Das galt insbesondere für den Rückzug auf die „Panther“-Linie, eine kurze Verteidigungsstellung am Westufer der Narwa, des Dnjepr und des Mius. Den Heeresgruppen Mitte und Nord gelang der Rückzug noch rechtzeitig genug. Im Süden führte hingegen das Beharren Hitlers auf das Halten weit vorgeschobener Positionen dazu, daß sich die deutschen Truppen nicht rechtzeitig auf die „Panther“-Stellung zurückziehen konnten und sowjetische Vorhuten Ende September 1943 eine ganze Reihe von Brückenköpfen auf dem Westufer des Dnjepr bildeten. 

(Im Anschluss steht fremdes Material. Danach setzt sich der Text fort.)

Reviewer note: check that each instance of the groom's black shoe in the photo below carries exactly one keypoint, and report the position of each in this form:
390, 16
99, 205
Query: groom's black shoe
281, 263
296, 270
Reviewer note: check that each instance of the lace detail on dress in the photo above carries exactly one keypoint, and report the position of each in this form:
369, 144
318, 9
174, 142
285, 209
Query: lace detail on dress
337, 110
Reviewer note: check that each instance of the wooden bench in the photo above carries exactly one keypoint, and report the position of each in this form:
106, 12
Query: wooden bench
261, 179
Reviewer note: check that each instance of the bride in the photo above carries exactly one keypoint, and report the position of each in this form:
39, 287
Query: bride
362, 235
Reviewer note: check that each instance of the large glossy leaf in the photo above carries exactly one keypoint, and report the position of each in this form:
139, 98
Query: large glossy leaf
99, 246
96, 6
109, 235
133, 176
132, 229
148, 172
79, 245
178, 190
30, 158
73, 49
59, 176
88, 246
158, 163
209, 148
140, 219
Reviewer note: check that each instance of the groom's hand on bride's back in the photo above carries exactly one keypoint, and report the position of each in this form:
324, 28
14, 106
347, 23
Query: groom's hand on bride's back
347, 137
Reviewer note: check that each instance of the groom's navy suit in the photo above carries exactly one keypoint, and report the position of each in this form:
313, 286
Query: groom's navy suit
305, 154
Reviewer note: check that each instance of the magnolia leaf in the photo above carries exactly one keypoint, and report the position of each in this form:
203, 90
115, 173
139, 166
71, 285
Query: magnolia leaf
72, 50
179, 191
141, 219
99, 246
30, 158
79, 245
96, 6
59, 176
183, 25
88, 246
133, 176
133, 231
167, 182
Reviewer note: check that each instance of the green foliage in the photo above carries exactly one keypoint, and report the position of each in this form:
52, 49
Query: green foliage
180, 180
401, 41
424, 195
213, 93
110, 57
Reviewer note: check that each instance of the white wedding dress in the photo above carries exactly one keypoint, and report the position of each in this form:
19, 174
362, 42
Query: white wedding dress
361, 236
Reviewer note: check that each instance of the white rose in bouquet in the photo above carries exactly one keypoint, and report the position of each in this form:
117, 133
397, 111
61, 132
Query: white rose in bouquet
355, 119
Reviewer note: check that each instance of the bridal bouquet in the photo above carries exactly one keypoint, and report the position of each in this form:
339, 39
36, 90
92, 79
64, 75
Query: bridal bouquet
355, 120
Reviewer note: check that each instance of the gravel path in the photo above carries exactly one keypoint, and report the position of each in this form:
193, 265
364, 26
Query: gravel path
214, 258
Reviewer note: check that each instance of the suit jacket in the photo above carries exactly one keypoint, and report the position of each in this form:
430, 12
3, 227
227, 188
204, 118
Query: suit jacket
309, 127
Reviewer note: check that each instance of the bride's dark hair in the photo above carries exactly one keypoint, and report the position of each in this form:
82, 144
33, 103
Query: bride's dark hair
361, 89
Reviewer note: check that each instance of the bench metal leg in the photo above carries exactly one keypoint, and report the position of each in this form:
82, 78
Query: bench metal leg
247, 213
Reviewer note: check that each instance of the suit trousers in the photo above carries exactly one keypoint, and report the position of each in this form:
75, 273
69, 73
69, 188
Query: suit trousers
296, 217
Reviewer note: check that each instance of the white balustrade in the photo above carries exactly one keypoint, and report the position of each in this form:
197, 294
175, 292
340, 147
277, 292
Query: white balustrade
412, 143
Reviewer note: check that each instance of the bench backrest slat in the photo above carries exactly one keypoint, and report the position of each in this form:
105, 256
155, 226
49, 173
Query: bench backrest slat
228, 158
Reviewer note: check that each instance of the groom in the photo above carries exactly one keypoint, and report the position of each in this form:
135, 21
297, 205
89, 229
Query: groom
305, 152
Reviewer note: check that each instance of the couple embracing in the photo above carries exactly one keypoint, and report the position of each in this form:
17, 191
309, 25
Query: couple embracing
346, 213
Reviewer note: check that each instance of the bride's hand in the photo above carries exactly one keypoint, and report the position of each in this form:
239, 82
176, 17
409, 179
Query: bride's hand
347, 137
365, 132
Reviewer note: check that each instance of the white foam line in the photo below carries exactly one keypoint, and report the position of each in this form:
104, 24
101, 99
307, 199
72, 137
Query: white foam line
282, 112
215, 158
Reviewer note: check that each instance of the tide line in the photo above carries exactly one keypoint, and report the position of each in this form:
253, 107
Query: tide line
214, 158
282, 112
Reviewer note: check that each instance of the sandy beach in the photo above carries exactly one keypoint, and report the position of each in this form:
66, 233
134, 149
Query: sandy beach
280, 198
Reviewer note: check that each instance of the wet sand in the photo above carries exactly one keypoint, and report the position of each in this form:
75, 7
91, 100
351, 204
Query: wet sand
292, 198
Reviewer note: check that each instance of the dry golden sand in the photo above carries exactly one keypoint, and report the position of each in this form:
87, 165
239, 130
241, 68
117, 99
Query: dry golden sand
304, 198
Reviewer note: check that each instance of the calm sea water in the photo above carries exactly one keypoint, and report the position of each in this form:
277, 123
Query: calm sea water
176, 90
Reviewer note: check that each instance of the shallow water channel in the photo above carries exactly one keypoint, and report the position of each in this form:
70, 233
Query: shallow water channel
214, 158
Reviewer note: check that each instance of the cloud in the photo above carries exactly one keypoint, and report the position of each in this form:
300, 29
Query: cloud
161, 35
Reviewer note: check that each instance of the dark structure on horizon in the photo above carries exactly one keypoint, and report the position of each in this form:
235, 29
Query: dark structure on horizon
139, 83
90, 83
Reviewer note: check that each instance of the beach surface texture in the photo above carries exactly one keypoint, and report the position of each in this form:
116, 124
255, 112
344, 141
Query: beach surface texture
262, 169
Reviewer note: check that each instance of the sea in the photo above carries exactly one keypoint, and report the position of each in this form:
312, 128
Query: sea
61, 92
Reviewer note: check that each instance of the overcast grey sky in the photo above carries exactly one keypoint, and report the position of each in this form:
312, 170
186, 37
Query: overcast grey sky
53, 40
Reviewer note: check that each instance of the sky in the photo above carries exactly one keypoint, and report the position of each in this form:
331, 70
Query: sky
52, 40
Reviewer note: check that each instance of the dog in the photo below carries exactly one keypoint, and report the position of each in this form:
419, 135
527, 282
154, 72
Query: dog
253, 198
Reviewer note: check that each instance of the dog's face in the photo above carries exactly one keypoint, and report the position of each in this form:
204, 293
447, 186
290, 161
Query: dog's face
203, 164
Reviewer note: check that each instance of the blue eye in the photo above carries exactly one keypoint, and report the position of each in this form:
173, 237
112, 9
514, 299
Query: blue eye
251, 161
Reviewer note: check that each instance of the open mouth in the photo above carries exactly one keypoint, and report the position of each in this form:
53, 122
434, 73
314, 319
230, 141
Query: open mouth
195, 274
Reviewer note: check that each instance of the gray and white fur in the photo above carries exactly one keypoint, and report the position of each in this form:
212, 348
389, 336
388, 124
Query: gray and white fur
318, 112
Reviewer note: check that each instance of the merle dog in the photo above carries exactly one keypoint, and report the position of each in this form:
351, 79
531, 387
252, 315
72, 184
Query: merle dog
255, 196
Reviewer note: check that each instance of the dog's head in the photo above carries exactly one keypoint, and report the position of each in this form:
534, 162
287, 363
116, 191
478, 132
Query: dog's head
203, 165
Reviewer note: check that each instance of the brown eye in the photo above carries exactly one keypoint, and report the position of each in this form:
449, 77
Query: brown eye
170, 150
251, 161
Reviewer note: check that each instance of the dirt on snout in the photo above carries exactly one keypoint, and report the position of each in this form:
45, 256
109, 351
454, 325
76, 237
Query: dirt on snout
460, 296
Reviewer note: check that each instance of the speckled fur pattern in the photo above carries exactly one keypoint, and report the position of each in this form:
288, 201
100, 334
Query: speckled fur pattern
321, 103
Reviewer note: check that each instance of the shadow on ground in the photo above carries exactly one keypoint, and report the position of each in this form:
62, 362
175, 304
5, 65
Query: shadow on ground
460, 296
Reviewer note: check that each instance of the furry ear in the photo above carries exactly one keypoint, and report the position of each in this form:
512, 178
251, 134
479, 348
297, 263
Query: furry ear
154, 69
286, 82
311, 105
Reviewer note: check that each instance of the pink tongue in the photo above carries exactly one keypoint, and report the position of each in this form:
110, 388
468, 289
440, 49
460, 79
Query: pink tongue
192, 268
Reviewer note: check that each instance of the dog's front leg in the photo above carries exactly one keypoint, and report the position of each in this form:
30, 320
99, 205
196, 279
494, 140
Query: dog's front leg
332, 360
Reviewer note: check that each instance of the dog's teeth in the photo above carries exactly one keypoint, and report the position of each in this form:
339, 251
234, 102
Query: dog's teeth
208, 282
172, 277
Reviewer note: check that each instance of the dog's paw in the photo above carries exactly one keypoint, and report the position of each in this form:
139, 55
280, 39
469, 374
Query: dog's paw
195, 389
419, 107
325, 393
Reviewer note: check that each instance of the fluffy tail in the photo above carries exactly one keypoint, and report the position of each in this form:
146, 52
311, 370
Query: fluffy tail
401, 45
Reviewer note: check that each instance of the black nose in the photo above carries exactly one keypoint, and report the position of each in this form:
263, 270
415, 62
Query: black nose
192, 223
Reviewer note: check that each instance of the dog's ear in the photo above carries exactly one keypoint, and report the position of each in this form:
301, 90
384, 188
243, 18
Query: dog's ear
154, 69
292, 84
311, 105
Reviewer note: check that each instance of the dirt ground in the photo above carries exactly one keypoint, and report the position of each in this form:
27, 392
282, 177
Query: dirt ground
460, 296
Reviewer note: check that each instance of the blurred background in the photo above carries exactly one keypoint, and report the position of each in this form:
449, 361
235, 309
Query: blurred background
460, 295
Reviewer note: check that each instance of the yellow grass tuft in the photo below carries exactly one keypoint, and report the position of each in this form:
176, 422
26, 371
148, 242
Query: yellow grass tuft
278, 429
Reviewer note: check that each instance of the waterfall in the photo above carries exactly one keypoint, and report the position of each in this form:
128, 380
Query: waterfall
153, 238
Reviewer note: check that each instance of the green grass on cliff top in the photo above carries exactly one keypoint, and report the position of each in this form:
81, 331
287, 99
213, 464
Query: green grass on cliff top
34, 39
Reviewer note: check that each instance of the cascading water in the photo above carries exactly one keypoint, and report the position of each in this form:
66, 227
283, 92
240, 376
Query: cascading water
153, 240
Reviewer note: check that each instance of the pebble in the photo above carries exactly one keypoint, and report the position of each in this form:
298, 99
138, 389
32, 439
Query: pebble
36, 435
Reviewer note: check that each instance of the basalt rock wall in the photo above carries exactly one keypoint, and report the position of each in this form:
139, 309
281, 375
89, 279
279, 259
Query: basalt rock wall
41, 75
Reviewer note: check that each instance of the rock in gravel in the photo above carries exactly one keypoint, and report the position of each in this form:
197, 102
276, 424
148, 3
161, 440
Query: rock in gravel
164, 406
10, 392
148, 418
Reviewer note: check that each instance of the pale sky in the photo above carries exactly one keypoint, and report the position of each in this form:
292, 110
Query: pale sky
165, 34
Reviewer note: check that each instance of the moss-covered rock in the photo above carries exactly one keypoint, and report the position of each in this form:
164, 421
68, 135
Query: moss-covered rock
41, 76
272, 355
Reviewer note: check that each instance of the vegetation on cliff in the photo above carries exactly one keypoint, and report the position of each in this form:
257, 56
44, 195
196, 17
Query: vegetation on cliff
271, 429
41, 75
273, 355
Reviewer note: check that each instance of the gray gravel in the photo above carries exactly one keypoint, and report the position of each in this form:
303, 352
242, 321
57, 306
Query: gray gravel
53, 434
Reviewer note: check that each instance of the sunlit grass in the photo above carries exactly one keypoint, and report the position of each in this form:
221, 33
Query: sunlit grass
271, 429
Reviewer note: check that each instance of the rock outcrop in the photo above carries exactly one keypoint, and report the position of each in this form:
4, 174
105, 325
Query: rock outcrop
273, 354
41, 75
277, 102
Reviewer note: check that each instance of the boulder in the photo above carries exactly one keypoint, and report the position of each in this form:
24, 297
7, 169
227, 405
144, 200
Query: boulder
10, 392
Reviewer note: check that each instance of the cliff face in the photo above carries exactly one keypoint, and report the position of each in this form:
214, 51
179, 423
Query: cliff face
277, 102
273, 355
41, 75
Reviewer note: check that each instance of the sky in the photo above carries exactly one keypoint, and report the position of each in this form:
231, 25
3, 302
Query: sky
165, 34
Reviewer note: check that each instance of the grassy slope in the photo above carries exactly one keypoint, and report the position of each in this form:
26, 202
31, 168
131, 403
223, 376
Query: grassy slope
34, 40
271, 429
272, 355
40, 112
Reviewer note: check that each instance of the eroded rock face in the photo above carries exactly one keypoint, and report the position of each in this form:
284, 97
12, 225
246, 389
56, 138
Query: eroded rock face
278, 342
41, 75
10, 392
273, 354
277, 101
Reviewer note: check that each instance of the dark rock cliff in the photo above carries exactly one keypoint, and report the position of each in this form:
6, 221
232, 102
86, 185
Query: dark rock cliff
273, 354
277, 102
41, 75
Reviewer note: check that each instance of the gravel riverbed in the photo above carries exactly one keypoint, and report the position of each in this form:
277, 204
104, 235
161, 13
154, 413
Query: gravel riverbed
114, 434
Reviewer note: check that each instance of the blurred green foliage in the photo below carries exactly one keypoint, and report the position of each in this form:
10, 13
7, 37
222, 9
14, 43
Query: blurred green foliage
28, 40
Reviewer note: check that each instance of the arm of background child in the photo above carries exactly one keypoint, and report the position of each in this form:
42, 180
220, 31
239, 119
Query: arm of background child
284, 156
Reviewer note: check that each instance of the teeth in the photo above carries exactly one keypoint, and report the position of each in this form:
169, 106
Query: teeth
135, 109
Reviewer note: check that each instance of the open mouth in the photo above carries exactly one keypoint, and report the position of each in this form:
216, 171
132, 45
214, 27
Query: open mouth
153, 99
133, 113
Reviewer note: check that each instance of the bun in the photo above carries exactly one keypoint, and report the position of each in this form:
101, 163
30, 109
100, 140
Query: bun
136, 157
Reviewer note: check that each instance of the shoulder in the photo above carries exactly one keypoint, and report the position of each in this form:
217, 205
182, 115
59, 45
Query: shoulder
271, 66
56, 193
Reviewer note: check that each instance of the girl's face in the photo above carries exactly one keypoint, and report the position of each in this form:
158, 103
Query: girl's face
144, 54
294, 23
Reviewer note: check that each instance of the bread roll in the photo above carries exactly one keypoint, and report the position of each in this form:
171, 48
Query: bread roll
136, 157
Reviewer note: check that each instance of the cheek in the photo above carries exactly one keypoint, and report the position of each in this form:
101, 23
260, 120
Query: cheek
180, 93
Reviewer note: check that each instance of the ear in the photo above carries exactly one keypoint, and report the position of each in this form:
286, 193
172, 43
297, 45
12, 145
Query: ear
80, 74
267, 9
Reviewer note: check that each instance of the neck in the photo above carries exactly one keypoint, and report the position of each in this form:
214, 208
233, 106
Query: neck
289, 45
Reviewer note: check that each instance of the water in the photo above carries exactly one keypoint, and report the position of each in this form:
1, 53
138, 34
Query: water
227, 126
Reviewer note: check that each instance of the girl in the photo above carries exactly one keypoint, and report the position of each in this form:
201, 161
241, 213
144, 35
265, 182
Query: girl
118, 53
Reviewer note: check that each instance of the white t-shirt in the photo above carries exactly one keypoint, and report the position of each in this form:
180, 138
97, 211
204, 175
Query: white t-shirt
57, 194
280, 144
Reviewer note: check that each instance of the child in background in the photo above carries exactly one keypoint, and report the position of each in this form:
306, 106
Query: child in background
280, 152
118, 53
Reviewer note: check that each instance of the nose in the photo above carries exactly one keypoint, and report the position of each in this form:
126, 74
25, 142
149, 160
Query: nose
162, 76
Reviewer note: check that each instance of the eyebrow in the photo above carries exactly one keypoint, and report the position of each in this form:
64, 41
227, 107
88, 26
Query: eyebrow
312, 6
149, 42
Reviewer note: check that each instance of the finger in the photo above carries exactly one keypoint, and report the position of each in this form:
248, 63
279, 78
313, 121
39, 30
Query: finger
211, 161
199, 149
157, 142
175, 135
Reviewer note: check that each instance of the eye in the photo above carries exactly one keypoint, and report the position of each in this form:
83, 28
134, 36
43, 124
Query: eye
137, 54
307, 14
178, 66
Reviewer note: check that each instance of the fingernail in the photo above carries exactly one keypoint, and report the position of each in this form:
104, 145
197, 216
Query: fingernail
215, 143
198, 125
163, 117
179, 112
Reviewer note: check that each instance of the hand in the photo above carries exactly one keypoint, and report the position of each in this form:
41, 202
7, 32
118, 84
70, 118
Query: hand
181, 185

Nach einer kurzen Atempause begann ab November, begünstigt durch einen relativ milden Winter, eine neue Serie von sowjetischen Offensiven in der Ukraine. Sie drängten die Wehrmacht von der Dnjepr-Linie ab und bereiteten ihr Anfang 1944 beinahe ein neues Stalingrad bei Tscherkassy, weil Hitler die Räumung der letzten deutschen Stellung am Flußufer zu lange verweigerte. Den eingekesselten beiden Armeekorps gelang Mitte Februar 1944 zwar der Ausbruch, aber nur unter hohen Verlusten.

Das hielt Hitler nicht davon ab, am 8. März den Führerbefehl Nr. 11 zu erlassen, in dem die Errichtung von „Festen Plätzen“ als Wellenbrecher der sowjetischen Offensiven befohlen wurde, in denen sich die Verteidiger notfalls einschließen lassen sollten. Bereits der erst Anwendungsfall, Tarnopol, geriet zum Debakel. Alle Versuche, die seit dem 23. März in der Stadt eingeschlossenen 4.600 Mann zu entsetzen, scheiterten, ebenso der Ausbruchsversuch Mitte April (siehe auch JF-Online „Der ‘Führerbefehl’ führte zur ‘Kesselpsychose’“ vom 8. März).

Zu dieser Zeit drohte eine weit größere Katastrophe von Stalingradschem Ausmaß. Ende März 1944 gelang es der sowjetischen 1.und 2. Ukrainischen Front, die von Generaloberst Hans-Valentin Hube befehligte 1. Panzerarmee, insgesamt 220.000 Mann, nördlich des Flusses Dnjestr einzuschließen. Von Manstein erhielt nach einem Rücktrittsultimatum von Hitler die Genehmigung zum Ausbruch. Der Feldmarschall befahl den Angriff in eine die Sowjets überraschende Richtung. Tatsächlich gelang es der 1. Panzerarmee, bis zum 6. April in einem „wandernden Kessel“ – mit geringen personellen Verlusten und unter Mitnahme aller Verwundeter – wieder Anschluß an die deutschen Linien zu finden.

Doch noch bevor das Ausbruchsunternehmen erfolgreich abgeschlossen war, wurde von Manstein mit Wirkung zum 2. April von Hitler als Oberbefehlshaber der Heeresgruppe Süd abgelöst. Bei dieser Gelegenheit soll der „Führer“ erklärt haben, daß im Osten die Zeit des Operierens, für die der Feldmarschall besonders geeignet gewesen wäre, abgelaufen sei. Es komme „jetzt hier nur noch auf starres Festhalten an“. Damit war der Weg zu den nächsten Katastrophen vorgezeichnet.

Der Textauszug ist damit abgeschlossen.